By Siri Margerin of Civ/Sol

When someone dies the tendency is to share all the good stuff and throw up a shiny sanitized version of the person to remember. Kind of like how all veterans are heros, (especially if they are dead.) 

Ethan was a whole, big, mess of person. He was smart and had a huge, loyal heart. He was full of curiosity and mischief and energy. He was also tremendously challenging. Sometimes because he just loved to argue and push any obvious buttons. Sometimes because he was a super sensitive, broken hearted man and he would fight hard if he felt attacked. Feeling attacked, ready to fight was one of Ethan’s default modes. It was tough when he turned on you, no joke. He could be infuriating, aggravating, demanding, he could be oblivious. 

He had a hard time settling down and sticking.
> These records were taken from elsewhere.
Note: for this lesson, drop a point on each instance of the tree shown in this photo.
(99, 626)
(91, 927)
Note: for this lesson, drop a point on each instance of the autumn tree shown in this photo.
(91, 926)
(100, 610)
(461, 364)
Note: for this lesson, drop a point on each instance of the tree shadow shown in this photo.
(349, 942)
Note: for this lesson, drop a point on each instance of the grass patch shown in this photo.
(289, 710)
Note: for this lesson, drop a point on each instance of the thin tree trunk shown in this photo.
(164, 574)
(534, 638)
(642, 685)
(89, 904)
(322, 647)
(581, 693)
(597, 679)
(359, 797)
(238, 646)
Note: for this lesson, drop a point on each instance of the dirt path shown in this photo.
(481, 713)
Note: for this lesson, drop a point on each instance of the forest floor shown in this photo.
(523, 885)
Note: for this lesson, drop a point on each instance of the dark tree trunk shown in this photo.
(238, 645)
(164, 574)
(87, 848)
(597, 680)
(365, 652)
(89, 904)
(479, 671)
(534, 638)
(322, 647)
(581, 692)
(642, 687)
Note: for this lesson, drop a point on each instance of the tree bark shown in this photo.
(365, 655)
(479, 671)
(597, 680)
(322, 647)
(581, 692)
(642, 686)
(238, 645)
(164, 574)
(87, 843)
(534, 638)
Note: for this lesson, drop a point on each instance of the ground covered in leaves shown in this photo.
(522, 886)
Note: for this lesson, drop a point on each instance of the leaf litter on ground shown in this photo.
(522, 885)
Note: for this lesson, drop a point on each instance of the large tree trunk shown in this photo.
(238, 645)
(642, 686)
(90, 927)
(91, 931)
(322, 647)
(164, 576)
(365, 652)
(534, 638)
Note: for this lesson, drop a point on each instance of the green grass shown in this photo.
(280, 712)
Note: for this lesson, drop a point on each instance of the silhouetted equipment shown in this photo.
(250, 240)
He was much more at ease moving on. But he didn’t just leave us in his dust. He wanted us to follow along from afar. it was pretty much understood that he would be back. 

Ethan was also amazingly open to hope, to love, and to the wild and beauty of the world.  This did not stop him from tunneling deep into despair but it felt like he was willing to rise up again. That is what we were counting on, that he would be back to ride the rollercoaster with us again.

So, Ethan, I love you forever, as you were, for the worst and for your amazing best. This is the best of what we do for each other in this community, this is that matters most:  we recognise each other, traumatized, cranky, fly-off-the-handle, dug-in, always questioning, challenging. And oh yes, loyal-as-f and got-your-back. Come as you are. We can fight, we do fight (but we don’t have to.) And forgive, that is real too. 

Rest in peace, rest in power my dear friend. Ethan DeFiant. I wish you didn’t have to go.